Selon mon expérience, la plupart des gens n’évaluent pas proprement les effets d’un entraînement sur leurs habiletés à récupérer. Trop souvent, une attention importante est placée sur la façon de bouger, des impacts sur notre posture et l’alimentation pour être mieux. Le plus grand obstacle, qui est rarement pris en considération, est l’entraînement lui-même.
Si vous êtes souvent fatigués, votre corps est peut-être enfermé dans un cycle de stress et votre entraînement peut en être la cause.
Rappelez-vous que dans cet état, votre énergie est déjà fortement en déficit et que votre corps a du mal à la générer. Sans récupération appropriée, votre corps ne peut pas se régénérer, se reconstituer. Quand on sent que notre énergie est à la baisse, souvent de diminuer notre volume d’entraînement est une solution qui fait plus pour votre corps. Si vous remarquez que vous êtes épuisés, que vous ne dormez pas bien ou que vous perdez du poids trop rapidement…vous ne récupérez pas de votre entraînement !
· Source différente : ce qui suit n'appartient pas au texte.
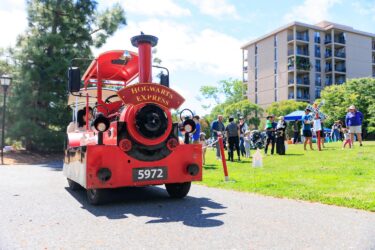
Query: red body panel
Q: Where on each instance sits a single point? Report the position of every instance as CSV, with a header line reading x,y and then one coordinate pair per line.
x,y
121,166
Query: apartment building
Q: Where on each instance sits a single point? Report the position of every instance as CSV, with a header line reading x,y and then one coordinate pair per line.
x,y
298,60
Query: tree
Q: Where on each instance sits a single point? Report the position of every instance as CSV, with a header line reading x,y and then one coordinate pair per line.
x,y
334,103
250,111
231,90
58,31
283,108
359,92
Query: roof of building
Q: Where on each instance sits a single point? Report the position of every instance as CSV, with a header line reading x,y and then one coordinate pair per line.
x,y
322,26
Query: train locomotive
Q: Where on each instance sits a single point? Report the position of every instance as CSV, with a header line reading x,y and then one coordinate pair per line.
x,y
131,140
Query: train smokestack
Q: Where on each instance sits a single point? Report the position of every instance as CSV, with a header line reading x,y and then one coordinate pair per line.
x,y
144,43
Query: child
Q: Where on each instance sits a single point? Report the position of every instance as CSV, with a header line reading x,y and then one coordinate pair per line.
x,y
346,138
202,140
247,143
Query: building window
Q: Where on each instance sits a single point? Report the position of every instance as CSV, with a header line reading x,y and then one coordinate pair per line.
x,y
317,66
275,58
275,40
317,37
317,92
318,80
275,71
317,51
275,81
275,95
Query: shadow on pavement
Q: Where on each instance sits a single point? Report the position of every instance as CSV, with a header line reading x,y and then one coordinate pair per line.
x,y
54,165
153,202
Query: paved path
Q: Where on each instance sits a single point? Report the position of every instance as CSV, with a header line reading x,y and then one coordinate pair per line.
x,y
37,211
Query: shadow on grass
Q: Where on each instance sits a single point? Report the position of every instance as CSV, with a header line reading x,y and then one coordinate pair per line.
x,y
210,166
154,203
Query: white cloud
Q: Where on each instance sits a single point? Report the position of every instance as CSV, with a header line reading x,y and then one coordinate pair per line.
x,y
311,11
182,47
216,8
165,8
365,9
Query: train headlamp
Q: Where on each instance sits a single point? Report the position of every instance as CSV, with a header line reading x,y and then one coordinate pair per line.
x,y
101,123
189,125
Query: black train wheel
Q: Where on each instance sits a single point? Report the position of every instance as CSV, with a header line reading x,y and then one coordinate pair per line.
x,y
96,196
73,185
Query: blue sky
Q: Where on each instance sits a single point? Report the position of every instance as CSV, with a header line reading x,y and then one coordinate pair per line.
x,y
199,40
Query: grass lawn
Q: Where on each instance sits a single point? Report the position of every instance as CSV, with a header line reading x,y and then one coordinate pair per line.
x,y
332,176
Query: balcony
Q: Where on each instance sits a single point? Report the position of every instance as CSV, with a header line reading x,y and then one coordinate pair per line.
x,y
340,39
327,40
340,68
340,54
328,54
328,68
303,97
302,63
303,81
302,52
302,36
340,80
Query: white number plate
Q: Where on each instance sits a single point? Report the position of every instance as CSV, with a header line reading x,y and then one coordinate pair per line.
x,y
148,174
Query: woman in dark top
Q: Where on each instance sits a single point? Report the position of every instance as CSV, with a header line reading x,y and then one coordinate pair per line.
x,y
280,136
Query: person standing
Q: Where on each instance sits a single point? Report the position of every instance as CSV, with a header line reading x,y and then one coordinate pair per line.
x,y
247,142
197,131
280,136
233,135
270,131
243,128
306,128
353,120
202,140
335,131
217,128
295,132
347,139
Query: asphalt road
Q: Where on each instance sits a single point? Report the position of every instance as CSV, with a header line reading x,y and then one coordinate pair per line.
x,y
37,211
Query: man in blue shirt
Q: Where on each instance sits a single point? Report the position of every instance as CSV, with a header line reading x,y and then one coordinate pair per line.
x,y
306,128
270,131
197,131
217,128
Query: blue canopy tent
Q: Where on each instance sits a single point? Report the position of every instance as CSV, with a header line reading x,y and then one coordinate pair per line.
x,y
294,116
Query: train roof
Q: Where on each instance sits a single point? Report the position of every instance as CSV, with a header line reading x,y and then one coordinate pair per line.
x,y
114,65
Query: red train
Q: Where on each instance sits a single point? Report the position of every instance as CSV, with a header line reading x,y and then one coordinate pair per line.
x,y
132,140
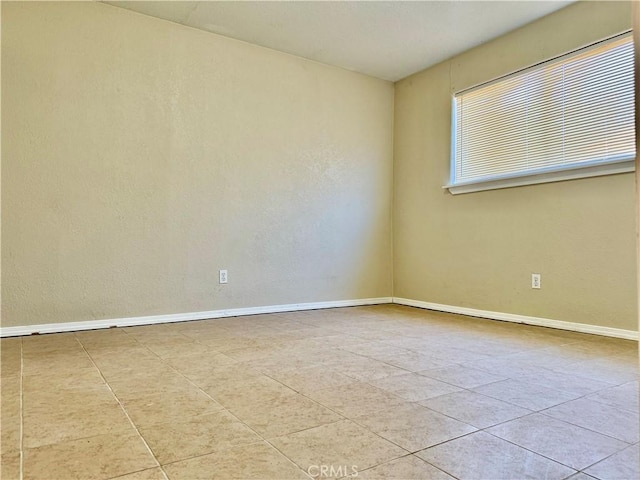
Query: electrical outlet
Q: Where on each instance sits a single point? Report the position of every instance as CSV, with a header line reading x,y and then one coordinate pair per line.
x,y
535,280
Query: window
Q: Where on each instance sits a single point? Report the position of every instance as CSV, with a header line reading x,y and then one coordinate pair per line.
x,y
570,117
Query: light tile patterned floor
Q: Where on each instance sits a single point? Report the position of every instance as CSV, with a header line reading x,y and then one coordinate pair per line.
x,y
387,392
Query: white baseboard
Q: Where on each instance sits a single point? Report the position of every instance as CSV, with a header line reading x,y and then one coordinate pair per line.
x,y
182,317
237,312
511,317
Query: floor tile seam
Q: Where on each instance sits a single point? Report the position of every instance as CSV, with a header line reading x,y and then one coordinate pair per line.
x,y
225,409
477,429
586,428
129,473
630,410
600,461
576,470
135,427
455,385
520,406
405,456
343,417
Pour éviter de sacrifier la santé de votre métabolisme, voici quelques moyens pour optimiser votre récupération (gardez à l'esprit que cela variera pour tout le monde):
· Donnez-vous le temps de récupérer entre les séances d'entraînement ;
· Donnez-vous 2 jours de congé par semaine de tout mouvement supplémentaire autre que la vie elle-même (épicerie, travail, ménage, amener les enfants au parc, etc.) ;
· Prenez le temps de vous étirer. Cela peut être fait avant ou après l'entraînement ou la nuit avant le coucher et en fin de journée ;
· Obtenez un soin en ostéopathie périodique pour résoudre certaines de vos restrictions. Cela peut aider à créer plus d'équilibre dans votre quotidien ;
· Faites des exercices respiratoires après l'entraînement ou avant de vous coucher pour aider votre système nerveux à retrouver son état d'équilibre et à sortir de l'état «de survie».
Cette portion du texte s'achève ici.